Proving by induction that a palindrome contains an even number of $b$s and $c$s

Question

Suppose we want to construct palindromes that contain an $aa$ in the middle if the length is even and an $a$ in the middle if the length is odd. I'm trying to prove by induction that all of these palindromes (over $\{a,b,c\}$) contain an even number of $b$s and $c$s.

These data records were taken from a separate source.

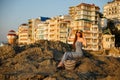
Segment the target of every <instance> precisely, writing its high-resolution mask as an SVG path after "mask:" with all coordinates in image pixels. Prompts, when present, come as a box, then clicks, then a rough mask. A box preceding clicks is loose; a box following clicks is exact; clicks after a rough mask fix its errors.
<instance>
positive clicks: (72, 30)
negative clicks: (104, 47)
mask: <svg viewBox="0 0 120 80" xmlns="http://www.w3.org/2000/svg"><path fill="white" fill-rule="evenodd" d="M99 10H100V8H99V7H98V6H95V5H94V4H86V3H81V4H79V5H77V6H73V7H70V10H69V14H70V16H71V17H72V18H73V19H72V21H71V25H70V28H71V31H70V34H69V37H71V38H74V35H75V32H76V30H78V29H80V30H82V31H83V32H84V34H85V38H86V40H87V47H85V49H86V50H100V49H101V48H102V46H101V44H102V43H101V40H102V32H101V30H100V28H99V27H100V26H98V22H99ZM68 43H70V44H72V43H73V41H72V40H71V39H70V40H68Z"/></svg>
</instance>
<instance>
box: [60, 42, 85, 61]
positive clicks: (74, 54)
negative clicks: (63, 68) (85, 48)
mask: <svg viewBox="0 0 120 80" xmlns="http://www.w3.org/2000/svg"><path fill="white" fill-rule="evenodd" d="M75 47H76V50H75V52H65V54H64V55H63V57H62V59H61V62H62V63H64V61H65V60H74V59H76V58H80V57H82V56H83V51H82V42H80V41H76V43H75Z"/></svg>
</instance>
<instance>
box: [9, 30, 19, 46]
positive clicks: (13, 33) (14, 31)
mask: <svg viewBox="0 0 120 80" xmlns="http://www.w3.org/2000/svg"><path fill="white" fill-rule="evenodd" d="M7 39H8V43H9V44H11V45H13V44H15V43H16V39H17V35H16V32H15V31H14V30H10V31H9V32H8V34H7Z"/></svg>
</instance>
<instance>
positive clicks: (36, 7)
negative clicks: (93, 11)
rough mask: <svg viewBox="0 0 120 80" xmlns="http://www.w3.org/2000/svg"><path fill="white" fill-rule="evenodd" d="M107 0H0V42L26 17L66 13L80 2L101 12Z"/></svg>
mask: <svg viewBox="0 0 120 80" xmlns="http://www.w3.org/2000/svg"><path fill="white" fill-rule="evenodd" d="M108 1H110V0H0V42H1V41H7V38H6V35H7V33H8V31H9V30H11V29H13V30H15V31H17V29H18V26H19V25H20V24H22V23H27V20H28V19H31V18H38V17H40V16H46V17H53V16H57V15H64V14H68V10H69V7H70V6H76V5H78V4H80V3H90V4H93V3H94V4H95V5H97V6H99V7H100V11H101V12H102V10H103V6H104V5H105V4H106V3H107V2H108Z"/></svg>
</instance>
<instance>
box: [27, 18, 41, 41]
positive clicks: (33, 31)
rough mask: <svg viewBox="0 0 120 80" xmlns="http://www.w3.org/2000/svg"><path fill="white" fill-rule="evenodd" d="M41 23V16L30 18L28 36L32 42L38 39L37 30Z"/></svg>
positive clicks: (29, 21) (28, 25)
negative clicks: (40, 19)
mask: <svg viewBox="0 0 120 80" xmlns="http://www.w3.org/2000/svg"><path fill="white" fill-rule="evenodd" d="M39 23H40V19H39V18H36V19H29V20H28V34H29V35H28V36H29V40H30V42H31V43H34V42H35V41H36V30H37V27H38V24H39Z"/></svg>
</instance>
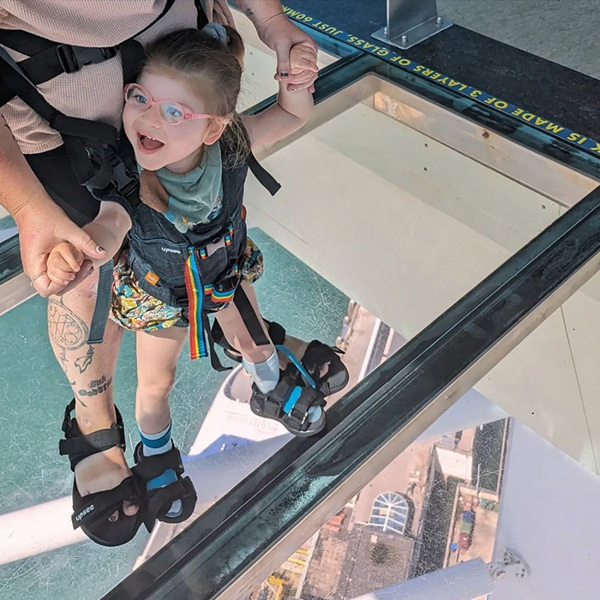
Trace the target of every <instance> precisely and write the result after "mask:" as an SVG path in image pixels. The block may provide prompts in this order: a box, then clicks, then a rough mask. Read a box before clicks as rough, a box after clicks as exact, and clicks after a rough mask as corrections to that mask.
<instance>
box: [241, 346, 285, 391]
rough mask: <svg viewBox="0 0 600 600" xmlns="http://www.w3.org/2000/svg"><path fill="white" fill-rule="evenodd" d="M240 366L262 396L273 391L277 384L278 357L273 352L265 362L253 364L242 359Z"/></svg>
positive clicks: (278, 375)
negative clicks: (254, 385) (248, 376)
mask: <svg viewBox="0 0 600 600" xmlns="http://www.w3.org/2000/svg"><path fill="white" fill-rule="evenodd" d="M242 365H243V367H244V369H246V371H247V372H248V374H249V375H250V377H252V380H253V381H254V383H255V384H256V387H257V388H258V389H259V390H260V391H261V392H262V393H263V394H268V393H269V392H270V391H271V390H274V389H275V386H276V385H277V384H278V383H279V357H278V356H277V352H276V351H275V350H273V354H271V356H270V357H269V358H268V359H267V360H265V362H262V363H253V362H250V361H249V360H246V359H245V358H242Z"/></svg>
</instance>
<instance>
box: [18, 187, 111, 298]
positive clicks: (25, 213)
mask: <svg viewBox="0 0 600 600" xmlns="http://www.w3.org/2000/svg"><path fill="white" fill-rule="evenodd" d="M48 200H49V199H48ZM13 217H14V219H15V221H16V223H17V227H18V228H19V243H20V246H21V259H22V261H23V270H24V271H25V273H26V274H27V276H28V277H29V278H30V279H32V280H34V281H33V287H34V288H35V290H36V291H37V292H38V293H39V294H40V296H44V297H48V296H51V295H52V294H57V293H58V292H60V291H62V290H63V289H64V287H65V286H64V285H60V284H58V283H53V282H52V281H50V279H49V278H48V275H47V273H46V271H47V268H46V263H47V261H48V255H49V253H50V251H51V250H52V249H53V248H54V247H55V246H57V245H58V244H60V243H61V242H70V243H71V244H73V246H75V248H77V249H78V250H81V252H83V253H84V254H85V255H86V256H88V257H89V258H91V259H102V258H104V257H105V255H106V251H105V250H104V249H102V248H100V247H99V246H98V245H97V244H96V242H94V240H93V239H92V238H91V237H90V236H89V235H88V234H87V233H86V232H85V231H83V229H80V228H79V227H77V225H75V223H73V221H71V219H69V217H67V215H66V214H65V213H64V212H63V211H62V210H61V209H60V208H59V207H58V206H57V205H56V204H54V202H52V201H49V202H44V203H43V204H42V203H38V204H37V205H36V206H32V205H27V206H24V207H22V208H21V209H19V211H17V212H15V213H14V214H13ZM84 266H85V265H84ZM83 274H84V273H83V271H82V275H83Z"/></svg>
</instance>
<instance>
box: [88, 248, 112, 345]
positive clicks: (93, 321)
mask: <svg viewBox="0 0 600 600" xmlns="http://www.w3.org/2000/svg"><path fill="white" fill-rule="evenodd" d="M112 272H113V261H112V259H111V260H109V261H108V262H107V263H104V264H103V265H102V266H101V267H100V273H99V277H98V291H97V292H96V306H95V307H94V314H93V315H92V322H91V323H90V332H89V335H88V344H101V343H102V341H103V340H104V331H105V329H106V321H107V319H108V313H109V311H110V299H111V292H112V281H113V277H112Z"/></svg>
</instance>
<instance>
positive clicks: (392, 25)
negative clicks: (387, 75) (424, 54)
mask: <svg viewBox="0 0 600 600" xmlns="http://www.w3.org/2000/svg"><path fill="white" fill-rule="evenodd" d="M452 24H453V23H452V21H449V20H448V19H443V18H442V17H440V16H438V10H437V0H387V25H386V26H385V27H383V29H379V30H378V31H376V32H375V33H374V34H373V37H374V38H375V39H376V40H379V41H381V42H385V43H386V44H390V45H391V46H396V47H397V48H401V49H402V50H408V48H412V47H413V46H416V45H417V44H420V43H421V42H424V41H425V40H428V39H429V38H430V37H433V36H434V35H437V34H438V33H440V32H441V31H444V29H448V27H452Z"/></svg>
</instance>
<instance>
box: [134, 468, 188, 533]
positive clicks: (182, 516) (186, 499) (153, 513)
mask: <svg viewBox="0 0 600 600" xmlns="http://www.w3.org/2000/svg"><path fill="white" fill-rule="evenodd" d="M176 500H180V501H181V507H182V508H181V513H180V514H178V515H177V516H176V517H167V513H168V512H169V510H170V509H171V506H172V505H173V502H175V501H176ZM196 500H197V496H196V490H195V488H194V484H193V483H192V480H191V479H190V478H189V477H183V478H181V479H178V480H177V481H174V482H173V483H170V484H169V485H166V486H164V487H160V488H156V489H155V490H151V491H150V492H147V494H146V511H145V518H144V523H145V525H146V529H147V530H148V531H149V532H150V531H152V528H153V526H154V522H155V521H156V520H159V521H163V522H165V523H181V522H183V521H186V520H187V519H189V518H190V517H191V516H192V513H193V512H194V508H195V507H196Z"/></svg>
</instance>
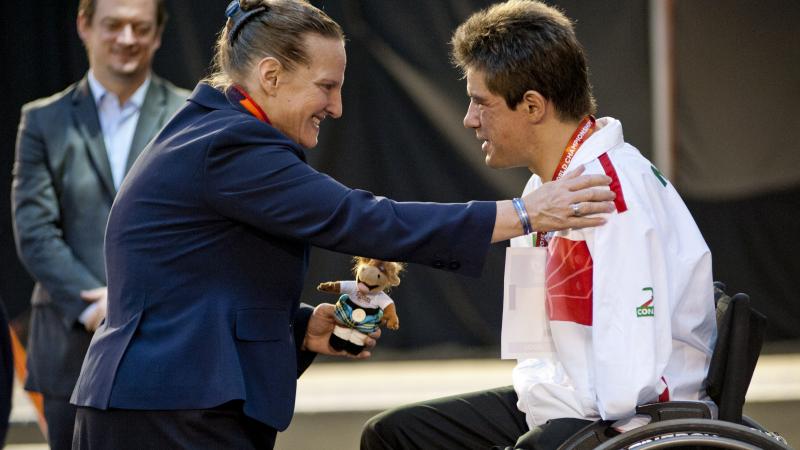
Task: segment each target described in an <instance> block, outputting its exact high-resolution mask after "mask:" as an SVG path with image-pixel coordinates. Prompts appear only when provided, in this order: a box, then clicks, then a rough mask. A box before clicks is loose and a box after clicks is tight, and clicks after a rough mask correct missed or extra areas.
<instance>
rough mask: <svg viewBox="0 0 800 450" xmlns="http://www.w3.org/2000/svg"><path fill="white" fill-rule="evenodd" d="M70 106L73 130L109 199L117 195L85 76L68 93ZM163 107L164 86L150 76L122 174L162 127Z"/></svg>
mask: <svg viewBox="0 0 800 450" xmlns="http://www.w3.org/2000/svg"><path fill="white" fill-rule="evenodd" d="M72 105H73V110H72V112H73V120H74V122H75V127H76V128H77V129H78V130H79V131H80V133H81V135H82V136H83V139H84V142H86V147H87V149H88V152H89V156H90V159H91V161H92V164H93V165H94V168H95V170H96V171H97V173H98V174H99V176H100V180H101V181H102V183H103V186H104V187H105V189H106V191H107V192H108V193H109V195H110V196H111V198H112V199H113V198H114V196H116V194H117V190H116V188H115V187H114V182H113V181H112V180H113V179H112V177H111V165H110V164H109V162H108V153H107V151H106V145H105V142H104V140H103V131H102V129H101V128H100V119H99V118H98V115H97V105H96V103H95V99H94V96H93V95H92V92H91V89H90V87H89V79H88V76H84V77H83V79H81V81H79V82H78V83H77V85H76V86H75V90H74V91H73V93H72ZM166 107H167V94H166V86H165V85H164V84H163V83H162V81H161V79H160V78H159V77H157V76H156V75H152V80H151V82H150V86H149V87H148V88H147V93H146V94H145V97H144V102H143V103H142V107H141V110H140V113H139V121H138V122H137V124H136V130H135V131H134V133H133V141H132V142H131V150H130V153H128V161H127V166H126V169H125V171H126V173H127V171H128V170H129V169H130V167H131V165H132V164H133V162H134V161H135V160H136V158H137V157H138V156H139V154H140V153H141V152H142V150H143V149H144V147H145V145H147V143H148V142H149V141H150V139H151V138H152V137H153V136H155V134H156V132H157V131H158V129H159V128H160V127H161V126H162V125H163V124H164V122H165V120H166V113H167V108H166Z"/></svg>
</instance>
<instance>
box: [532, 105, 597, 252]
mask: <svg viewBox="0 0 800 450" xmlns="http://www.w3.org/2000/svg"><path fill="white" fill-rule="evenodd" d="M595 122H596V120H595V118H594V117H593V116H591V115H589V116H586V117H584V118H583V120H581V123H580V124H578V128H576V129H575V132H574V133H572V137H571V138H570V140H569V144H567V146H566V148H564V152H563V153H561V161H559V162H558V165H557V166H556V171H555V172H553V178H552V180H551V181H556V180H558V179H560V178H561V177H563V176H564V174H565V173H567V168H568V167H569V163H571V162H572V158H573V157H574V156H575V153H577V152H578V149H579V148H580V146H581V145H582V144H583V143H584V142H585V141H586V138H587V137H588V136H589V134H590V133H591V131H592V130H594V125H595ZM545 234H547V233H542V232H537V233H536V241H535V242H534V246H536V247H547V239H545V238H544V236H545Z"/></svg>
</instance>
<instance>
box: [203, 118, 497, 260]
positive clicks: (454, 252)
mask: <svg viewBox="0 0 800 450" xmlns="http://www.w3.org/2000/svg"><path fill="white" fill-rule="evenodd" d="M260 125H262V126H261V127H260V128H267V127H263V124H260ZM256 133H257V130H255V129H254V128H253V127H252V126H250V127H247V126H246V125H241V129H240V130H238V133H237V132H236V131H233V132H232V131H231V129H227V130H226V131H225V132H223V133H220V135H218V137H217V139H215V141H213V142H212V143H211V145H210V147H209V149H208V152H207V155H206V161H205V168H204V170H205V173H204V174H203V176H204V186H205V190H206V191H205V196H206V200H207V202H208V203H210V204H211V205H212V207H213V208H214V209H216V210H217V211H219V212H220V213H221V214H223V215H225V216H228V217H231V218H233V219H235V220H238V221H241V222H245V223H248V224H250V225H252V226H254V227H256V228H258V229H261V230H264V231H267V232H268V233H270V234H272V235H276V236H283V237H286V238H292V239H299V240H303V241H306V242H308V243H309V244H311V245H315V246H318V247H322V248H326V249H328V250H333V251H338V252H342V253H347V254H353V255H361V256H370V257H375V258H381V259H384V260H389V261H408V262H415V263H421V264H426V265H430V266H433V267H435V268H442V269H448V270H451V271H455V272H460V273H463V274H467V275H473V276H476V275H479V274H480V272H481V269H482V267H483V263H484V260H485V257H486V253H487V250H488V246H489V243H490V240H491V233H492V229H493V227H494V220H495V213H496V209H495V203H494V202H470V203H466V204H435V203H415V202H403V203H401V202H395V201H392V200H389V199H387V198H384V197H378V196H375V195H373V194H371V193H369V192H366V191H362V190H358V189H350V188H347V187H346V186H343V185H342V184H340V183H339V182H337V181H336V180H334V179H333V178H331V177H329V176H327V175H325V174H322V173H320V172H317V171H316V170H314V169H313V168H311V167H310V166H309V165H308V164H306V163H305V161H303V160H302V159H301V158H300V156H299V155H298V153H296V151H295V150H293V149H292V148H291V147H290V146H289V145H288V144H287V143H285V142H286V141H283V142H284V143H282V142H281V141H279V140H277V138H272V140H270V137H269V136H266V137H264V136H262V137H259V136H258V135H257V134H256ZM237 134H238V135H239V136H238V137H237V136H236V135H237ZM248 134H249V136H248ZM242 136H248V138H247V139H248V140H247V143H246V144H243V143H242V141H243V139H244V138H243V137H242Z"/></svg>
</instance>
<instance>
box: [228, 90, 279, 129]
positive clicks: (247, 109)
mask: <svg viewBox="0 0 800 450" xmlns="http://www.w3.org/2000/svg"><path fill="white" fill-rule="evenodd" d="M228 93H229V96H230V98H231V99H232V100H233V101H236V102H239V104H240V105H242V107H243V108H244V109H246V110H247V112H249V113H250V114H252V115H254V116H255V117H256V118H257V119H258V120H260V121H262V122H265V123H268V124H270V125H272V122H270V121H269V117H267V113H265V112H264V110H263V109H261V107H260V106H258V103H256V102H255V100H253V99H252V98H250V96H249V95H247V92H246V91H245V90H244V89H242V88H241V87H239V86H238V85H235V84H234V85H232V86H231V89H229V90H228Z"/></svg>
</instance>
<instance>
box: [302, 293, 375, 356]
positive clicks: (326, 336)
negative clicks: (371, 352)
mask: <svg viewBox="0 0 800 450" xmlns="http://www.w3.org/2000/svg"><path fill="white" fill-rule="evenodd" d="M333 311H334V306H333V305H332V304H330V303H322V304H320V305H319V306H317V307H316V308H314V312H313V313H312V314H311V318H310V319H309V320H308V328H306V337H305V340H304V341H303V349H304V350H308V351H311V352H316V353H319V354H322V355H336V356H347V357H348V358H354V359H366V358H369V357H370V356H372V353H371V352H370V350H372V349H373V348H374V347H375V344H377V339H378V338H380V336H381V330H380V328H378V329H377V330H376V331H375V332H374V333H370V335H369V337H368V338H367V340H366V341H365V342H364V350H363V351H362V352H361V353H359V354H358V355H355V356H353V355H351V354H349V353H347V352H345V351H341V352H337V351H336V350H334V349H333V348H332V347H331V345H330V344H329V343H328V340H329V339H330V337H331V333H333V327H334V326H335V325H336V316H335V315H334V313H333Z"/></svg>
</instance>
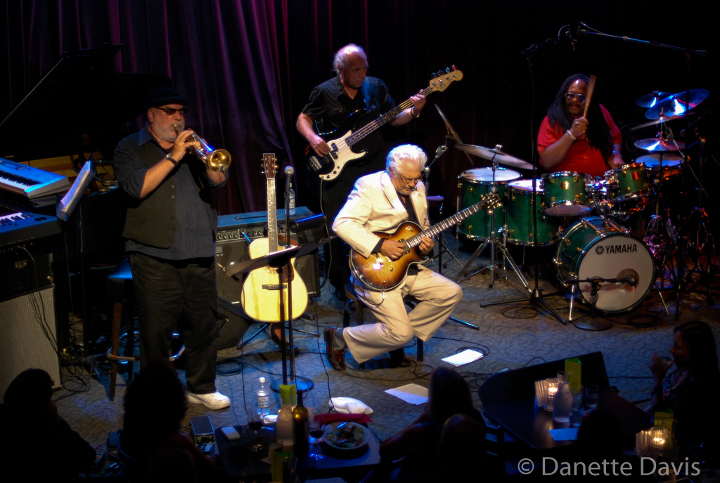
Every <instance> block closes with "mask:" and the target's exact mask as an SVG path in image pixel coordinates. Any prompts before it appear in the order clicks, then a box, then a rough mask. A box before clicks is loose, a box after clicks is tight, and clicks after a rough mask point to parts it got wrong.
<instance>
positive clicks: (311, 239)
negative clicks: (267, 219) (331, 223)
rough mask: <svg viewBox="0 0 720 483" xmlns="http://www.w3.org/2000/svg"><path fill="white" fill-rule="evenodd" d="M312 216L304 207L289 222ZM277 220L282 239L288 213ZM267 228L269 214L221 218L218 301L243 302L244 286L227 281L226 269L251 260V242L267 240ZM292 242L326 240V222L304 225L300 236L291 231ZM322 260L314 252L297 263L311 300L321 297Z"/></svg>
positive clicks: (230, 280) (295, 212) (238, 283)
mask: <svg viewBox="0 0 720 483" xmlns="http://www.w3.org/2000/svg"><path fill="white" fill-rule="evenodd" d="M312 216H313V212H311V211H310V210H309V209H307V208H306V207H304V206H301V207H299V208H297V209H296V211H295V214H294V215H291V216H290V220H291V222H292V221H295V222H297V221H298V220H303V219H307V218H310V217H312ZM277 217H278V224H279V225H280V226H279V228H278V232H279V234H280V235H283V234H284V233H285V230H284V226H283V225H284V221H285V210H278V212H277ZM319 218H322V217H319ZM266 226H267V212H266V211H256V212H253V213H242V214H238V215H223V216H220V217H219V219H218V232H217V238H216V245H215V271H216V273H217V279H218V296H219V297H221V298H223V299H225V300H227V301H229V302H230V303H232V304H235V303H238V302H240V292H241V291H242V283H241V282H239V281H238V280H236V279H234V278H232V277H228V276H227V275H226V274H225V271H224V270H223V267H228V266H229V265H230V264H232V263H238V262H243V261H245V260H248V259H249V258H250V255H249V251H248V247H249V243H248V240H249V241H250V242H252V241H253V240H256V239H258V238H262V237H264V236H265V229H266ZM291 238H292V239H294V240H296V241H298V242H299V243H300V244H303V245H304V244H306V243H311V242H317V241H319V240H321V239H323V238H325V227H324V220H320V221H319V222H317V223H310V224H301V225H300V231H299V233H296V232H295V231H293V230H292V229H291ZM319 259H320V257H319V255H318V252H317V251H315V252H313V253H309V254H307V255H305V256H303V257H300V258H299V259H298V260H296V262H295V263H296V266H297V269H298V273H299V274H300V276H301V277H302V279H303V282H304V283H305V286H306V287H307V290H308V295H309V296H310V297H316V296H318V295H320V274H319V264H320V262H319Z"/></svg>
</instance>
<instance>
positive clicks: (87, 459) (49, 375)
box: [0, 369, 95, 481]
mask: <svg viewBox="0 0 720 483" xmlns="http://www.w3.org/2000/svg"><path fill="white" fill-rule="evenodd" d="M52 393H53V380H52V378H51V377H50V375H49V374H48V373H47V372H45V371H44V370H42V369H27V370H26V371H23V372H22V373H20V374H19V375H18V376H17V377H16V378H15V379H14V380H13V381H12V382H11V383H10V385H9V386H8V388H7V390H6V391H5V396H4V399H3V401H4V404H3V406H2V408H1V410H0V431H1V432H2V435H3V437H2V443H0V455H2V456H1V457H2V460H3V461H2V462H1V463H0V465H1V466H2V467H3V469H4V471H5V474H6V475H8V474H15V475H16V476H15V478H14V479H16V480H18V481H20V480H23V481H80V478H79V473H80V472H84V471H86V470H88V469H89V468H90V465H92V463H93V462H94V461H95V450H94V449H93V448H92V446H90V445H89V444H88V443H87V441H85V440H84V439H83V438H82V437H80V435H79V434H78V433H76V432H75V431H73V430H72V429H71V428H70V425H68V423H67V422H66V421H65V420H64V419H63V418H61V417H60V415H59V414H58V408H57V406H56V405H55V403H54V402H53V401H52ZM13 468H14V470H13Z"/></svg>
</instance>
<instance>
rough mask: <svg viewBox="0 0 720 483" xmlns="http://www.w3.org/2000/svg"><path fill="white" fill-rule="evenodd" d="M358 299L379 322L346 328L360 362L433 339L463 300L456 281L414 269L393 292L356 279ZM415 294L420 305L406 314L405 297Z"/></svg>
mask: <svg viewBox="0 0 720 483" xmlns="http://www.w3.org/2000/svg"><path fill="white" fill-rule="evenodd" d="M353 283H354V284H355V291H356V292H357V294H358V297H359V298H360V299H361V300H362V301H363V302H364V303H365V305H367V307H368V308H369V309H370V310H371V311H372V313H373V314H374V315H375V317H376V318H377V319H378V322H377V323H375V324H364V325H358V326H355V327H348V328H346V329H343V338H344V339H345V343H347V345H348V349H349V350H350V353H351V354H352V355H353V357H354V358H355V360H356V361H357V362H358V363H361V362H365V361H367V360H368V359H372V358H373V357H376V356H378V355H380V354H382V353H384V352H388V351H391V350H393V349H398V348H400V347H403V346H404V345H406V344H407V343H409V342H410V341H411V340H412V338H413V336H417V337H418V338H419V339H421V340H422V341H423V342H424V341H427V340H428V339H430V338H431V337H432V336H433V334H434V333H435V332H436V331H437V330H438V329H439V328H440V326H441V325H442V323H443V322H445V320H446V319H447V318H448V317H449V316H450V314H451V313H452V311H453V309H454V308H455V307H456V306H457V304H459V303H460V301H461V300H462V295H463V294H462V289H461V288H460V286H459V285H458V284H456V283H455V282H453V281H451V280H448V279H447V278H445V277H443V276H442V275H439V274H437V273H435V272H433V271H432V270H430V269H427V268H425V267H422V266H420V267H418V268H417V269H415V268H411V269H410V270H409V272H408V274H407V276H406V277H405V280H404V281H403V283H401V284H400V285H399V286H398V287H396V288H394V289H393V290H388V291H387V292H380V291H377V290H370V289H369V288H367V287H366V286H365V285H363V283H362V282H360V281H359V280H356V279H355V280H353ZM406 295H412V296H413V297H415V298H417V299H418V300H419V301H420V303H419V304H417V306H416V307H415V308H414V309H413V310H412V311H411V312H410V313H408V312H407V309H406V308H405V304H404V303H403V298H404V297H405V296H406Z"/></svg>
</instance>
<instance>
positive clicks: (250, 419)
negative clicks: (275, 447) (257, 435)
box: [247, 408, 263, 452]
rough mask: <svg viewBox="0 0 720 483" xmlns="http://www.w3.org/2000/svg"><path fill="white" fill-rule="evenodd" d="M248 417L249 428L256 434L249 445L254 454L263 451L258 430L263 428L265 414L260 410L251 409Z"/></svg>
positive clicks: (262, 445) (248, 446) (248, 413)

I'm having trouble figuring out what the inductive hypothesis should be. I understand that straight away, if the string is $aa$ or $a$ that it contains an even number of $b$s and $c$s, but I don't know how to extend the definition formally. Can someone please help?

Answer 1

start values:

Something small has property P:

• "a" is an even palindrome
• "aa" is an even palindrome

Induction step:

If something small has property P then something a bit bigger has property P

• if $x$ is an even palindrome then a$x$a is an even palindrome
• if $x$ is an even palindrome then b$x$b is an even palindrome
• if $x$ is an even palindrome then c$x$c is an even palindrome

And then prove that your palindrome can be built this way

PS this way you cannot prove that "bb" and "cc" are even palindromes (but you can just add them to the startvalues)

(Maybe easier) You can also also do the induction steps the other way around

• if a$x$a is NOT an even palindrome then $x$ is NOT an even palindrome
• if b$x$b is NOT an even palindrome then $x$ is NOT an even palindrome
• if c$x$c is NOT an even palindrome then $x$ is NOT an even palindrome

start with assuming your palindrome is NOT even and shorten it and if it ends as a valid palindrome you have a contradiction so your assumption was false.